The 100 which you can get for the glasses is less than the excess of 150, so you will get nothing. 

Here is a more complicated example

Optician claim   100
Consultant (3 visits maximum cover per visit = 60) Total  = €180.

In this case, the claim is (100+180)=280 - (excess of 150), so you would get €130.


----------



## aamusername (8 Jul 2013)

I've removed this post as it contained incorrect information and I don't want to confuse anyone.


----------



## huskerdu (8 Jul 2013)

aamusername said:


> Hi Pat,
> I would have thought that, assuming you have no other outpatient expenses this year for simplicity, the excess of 150 would simply be subtracted from the 300.


 
That is completely incorrect, That is not how the excess works.

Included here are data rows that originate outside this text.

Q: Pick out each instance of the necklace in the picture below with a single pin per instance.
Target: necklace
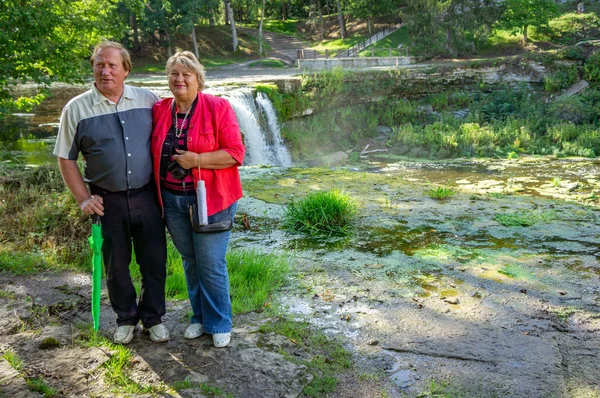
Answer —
(179, 131)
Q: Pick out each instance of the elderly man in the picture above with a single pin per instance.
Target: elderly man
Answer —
(111, 126)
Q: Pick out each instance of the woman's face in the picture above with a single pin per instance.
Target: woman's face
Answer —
(183, 83)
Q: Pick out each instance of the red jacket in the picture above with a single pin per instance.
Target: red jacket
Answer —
(213, 126)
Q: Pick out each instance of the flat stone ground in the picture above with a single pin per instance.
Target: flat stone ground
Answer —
(428, 293)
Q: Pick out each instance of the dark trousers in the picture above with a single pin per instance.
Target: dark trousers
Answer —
(134, 216)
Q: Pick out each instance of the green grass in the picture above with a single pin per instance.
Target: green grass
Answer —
(33, 383)
(382, 46)
(328, 357)
(39, 385)
(268, 63)
(253, 277)
(441, 193)
(207, 390)
(288, 27)
(501, 40)
(338, 44)
(13, 360)
(522, 219)
(322, 213)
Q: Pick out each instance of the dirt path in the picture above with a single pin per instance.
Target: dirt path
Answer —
(427, 292)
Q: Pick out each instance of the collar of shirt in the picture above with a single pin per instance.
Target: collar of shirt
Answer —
(98, 97)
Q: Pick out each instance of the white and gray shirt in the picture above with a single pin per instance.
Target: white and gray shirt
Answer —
(114, 139)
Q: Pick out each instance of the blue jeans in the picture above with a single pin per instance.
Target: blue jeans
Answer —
(203, 256)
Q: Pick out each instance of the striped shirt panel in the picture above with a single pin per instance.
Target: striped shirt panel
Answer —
(114, 139)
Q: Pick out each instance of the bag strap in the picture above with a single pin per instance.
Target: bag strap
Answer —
(209, 101)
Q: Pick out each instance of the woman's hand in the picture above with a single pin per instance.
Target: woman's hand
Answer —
(187, 159)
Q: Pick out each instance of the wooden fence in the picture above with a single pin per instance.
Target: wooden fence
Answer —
(314, 54)
(353, 51)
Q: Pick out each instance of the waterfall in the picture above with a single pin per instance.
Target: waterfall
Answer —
(282, 156)
(263, 144)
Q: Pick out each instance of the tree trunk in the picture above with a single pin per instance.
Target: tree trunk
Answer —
(232, 21)
(211, 16)
(341, 20)
(321, 22)
(137, 46)
(226, 11)
(260, 36)
(168, 37)
(283, 10)
(195, 43)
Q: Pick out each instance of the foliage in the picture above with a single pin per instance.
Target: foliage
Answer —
(561, 79)
(519, 15)
(573, 109)
(287, 104)
(449, 28)
(592, 68)
(254, 277)
(52, 43)
(33, 383)
(522, 219)
(399, 37)
(575, 53)
(269, 63)
(322, 213)
(570, 28)
(441, 193)
(40, 218)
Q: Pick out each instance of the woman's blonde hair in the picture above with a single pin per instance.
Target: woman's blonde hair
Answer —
(188, 61)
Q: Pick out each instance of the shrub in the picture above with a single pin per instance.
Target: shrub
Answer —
(575, 53)
(592, 68)
(572, 109)
(322, 213)
(441, 193)
(561, 79)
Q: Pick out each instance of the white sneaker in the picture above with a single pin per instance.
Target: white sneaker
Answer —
(123, 334)
(193, 331)
(159, 333)
(221, 340)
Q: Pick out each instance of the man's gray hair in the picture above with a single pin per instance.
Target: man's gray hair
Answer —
(113, 44)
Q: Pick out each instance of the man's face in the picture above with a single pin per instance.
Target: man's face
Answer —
(109, 72)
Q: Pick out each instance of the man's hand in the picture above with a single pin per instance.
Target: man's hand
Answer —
(93, 205)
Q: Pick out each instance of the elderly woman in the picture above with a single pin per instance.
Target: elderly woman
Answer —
(196, 138)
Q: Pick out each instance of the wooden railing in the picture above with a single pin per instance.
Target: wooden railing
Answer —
(314, 54)
(353, 51)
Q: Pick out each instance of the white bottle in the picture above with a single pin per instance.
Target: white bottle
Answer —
(201, 198)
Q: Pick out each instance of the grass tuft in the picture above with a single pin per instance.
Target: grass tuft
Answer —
(253, 277)
(322, 213)
(441, 193)
(522, 219)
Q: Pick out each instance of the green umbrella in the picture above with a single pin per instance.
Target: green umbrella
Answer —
(96, 243)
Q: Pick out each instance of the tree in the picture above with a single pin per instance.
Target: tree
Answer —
(450, 27)
(519, 15)
(229, 12)
(368, 9)
(47, 41)
(341, 20)
(260, 35)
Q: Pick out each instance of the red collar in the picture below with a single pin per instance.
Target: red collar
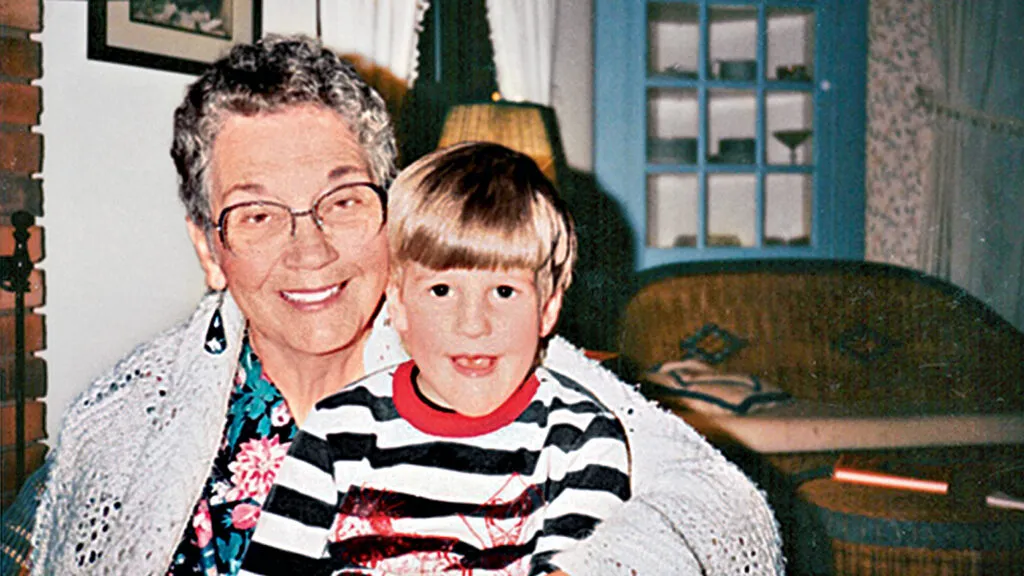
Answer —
(428, 419)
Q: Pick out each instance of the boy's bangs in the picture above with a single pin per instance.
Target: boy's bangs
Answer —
(448, 243)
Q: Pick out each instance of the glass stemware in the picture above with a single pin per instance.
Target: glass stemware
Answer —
(792, 139)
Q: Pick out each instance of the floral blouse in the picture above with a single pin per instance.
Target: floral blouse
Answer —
(257, 434)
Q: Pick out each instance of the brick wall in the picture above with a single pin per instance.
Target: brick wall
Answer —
(20, 189)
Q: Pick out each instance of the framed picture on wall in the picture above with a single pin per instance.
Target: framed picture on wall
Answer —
(175, 35)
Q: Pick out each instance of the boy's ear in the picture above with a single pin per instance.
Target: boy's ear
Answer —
(396, 307)
(549, 316)
(215, 277)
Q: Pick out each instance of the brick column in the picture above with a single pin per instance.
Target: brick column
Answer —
(20, 189)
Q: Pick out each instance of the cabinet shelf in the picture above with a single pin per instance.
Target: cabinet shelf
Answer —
(664, 114)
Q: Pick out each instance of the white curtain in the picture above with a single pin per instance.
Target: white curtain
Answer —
(974, 204)
(382, 32)
(522, 33)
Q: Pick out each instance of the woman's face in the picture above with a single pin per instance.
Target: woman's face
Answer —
(313, 296)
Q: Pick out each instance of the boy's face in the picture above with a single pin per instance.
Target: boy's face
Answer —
(473, 333)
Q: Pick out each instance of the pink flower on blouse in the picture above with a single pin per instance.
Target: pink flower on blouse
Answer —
(255, 467)
(245, 516)
(203, 524)
(280, 415)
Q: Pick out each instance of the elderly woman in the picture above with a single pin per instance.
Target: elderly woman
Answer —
(284, 155)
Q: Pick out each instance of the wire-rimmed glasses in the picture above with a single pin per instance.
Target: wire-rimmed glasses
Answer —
(349, 215)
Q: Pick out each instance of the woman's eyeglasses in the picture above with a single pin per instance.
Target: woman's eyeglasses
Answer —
(349, 215)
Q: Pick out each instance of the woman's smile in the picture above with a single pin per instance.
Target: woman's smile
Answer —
(314, 297)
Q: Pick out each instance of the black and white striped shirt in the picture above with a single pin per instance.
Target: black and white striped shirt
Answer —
(381, 482)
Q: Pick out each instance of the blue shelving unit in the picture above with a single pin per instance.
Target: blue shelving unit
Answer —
(631, 83)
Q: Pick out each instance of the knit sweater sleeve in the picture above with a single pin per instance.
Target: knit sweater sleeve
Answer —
(692, 511)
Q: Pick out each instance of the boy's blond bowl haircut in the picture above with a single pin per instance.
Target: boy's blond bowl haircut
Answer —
(480, 205)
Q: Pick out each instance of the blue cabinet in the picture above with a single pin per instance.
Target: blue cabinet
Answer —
(733, 128)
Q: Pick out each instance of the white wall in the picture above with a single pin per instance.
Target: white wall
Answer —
(119, 264)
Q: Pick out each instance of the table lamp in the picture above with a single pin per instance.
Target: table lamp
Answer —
(524, 127)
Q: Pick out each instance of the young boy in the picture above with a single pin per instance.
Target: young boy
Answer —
(470, 458)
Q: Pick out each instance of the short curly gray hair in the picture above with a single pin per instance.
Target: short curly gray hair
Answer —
(270, 75)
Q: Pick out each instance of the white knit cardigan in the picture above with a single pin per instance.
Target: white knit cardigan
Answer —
(135, 449)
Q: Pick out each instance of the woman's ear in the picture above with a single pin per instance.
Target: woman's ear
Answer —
(215, 278)
(549, 316)
(395, 306)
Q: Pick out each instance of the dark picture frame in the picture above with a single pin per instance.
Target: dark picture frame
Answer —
(114, 36)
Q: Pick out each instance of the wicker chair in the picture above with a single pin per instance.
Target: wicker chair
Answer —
(867, 341)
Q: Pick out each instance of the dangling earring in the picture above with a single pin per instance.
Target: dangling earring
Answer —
(216, 340)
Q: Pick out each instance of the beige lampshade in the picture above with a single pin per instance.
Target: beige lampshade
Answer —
(522, 127)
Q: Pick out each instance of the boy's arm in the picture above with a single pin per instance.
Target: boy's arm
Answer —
(591, 483)
(691, 509)
(292, 534)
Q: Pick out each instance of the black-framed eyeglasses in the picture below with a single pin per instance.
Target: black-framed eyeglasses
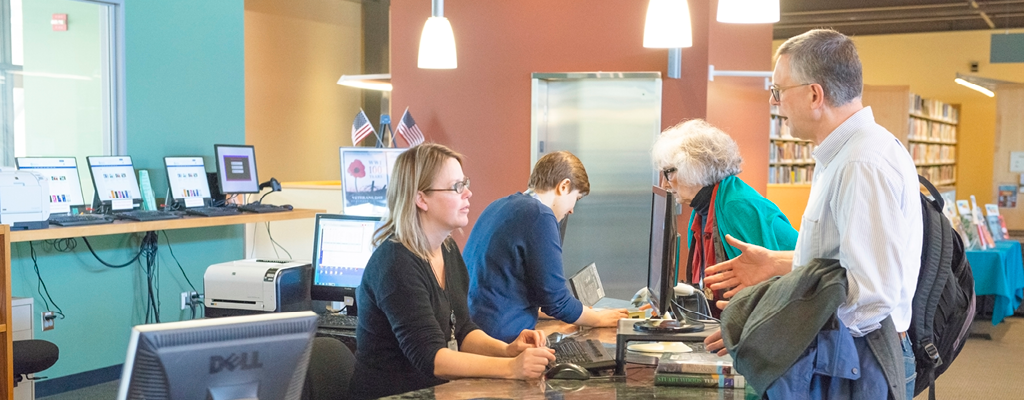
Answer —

The definitition of excess in the VHI T&Cs is 
"
An amount that we will deduct from your claim, as set out in your Table of Benefits"

They subtract the excess from the claim, not from the total cost to you.


----------



## burmo (8 Jul 2013)

Are you sure you have an excess of 150 euro? I used to have Company Plan and I had 1 euro excess...


----------



## aamusername (9 Jul 2013)

Thanks huskerdu.  I must have always been thinking about it backwards.  It looks like the OP wouldn't get anything then assuming that the glasses were their only expense that year :-(.  Sorry about that, because my excess is one euro I probably haven't paid as much attention as I should have to how VHI treat the excess.  

Burmo, I checked the excess for the specific plan the OP has on the HIA website, and the excess is indeed 150.


----------



## huskerdu (9 Jul 2013)

aamusername said:


> Thanks huskerdu.  I must have always been thinking about it backwards.  It looks like the OP wouldn't get anything then assuming that the glasses were their only expense that year :-(.  Sorry about that, because my excess is one euro I probably haven't paid as much attention as I should have to how VHI treat the excess.
> 
> Burmo, I checked the excess for the specific plan the OP has on the HIA website, and the excess is indeed 150.



Its not very obvious, and they dont make this very clear, so your assumption was a easy one to make ( I made that assumption until I looked it in detail).

Its an issue that I think people should be more aware of when moving plans.


----------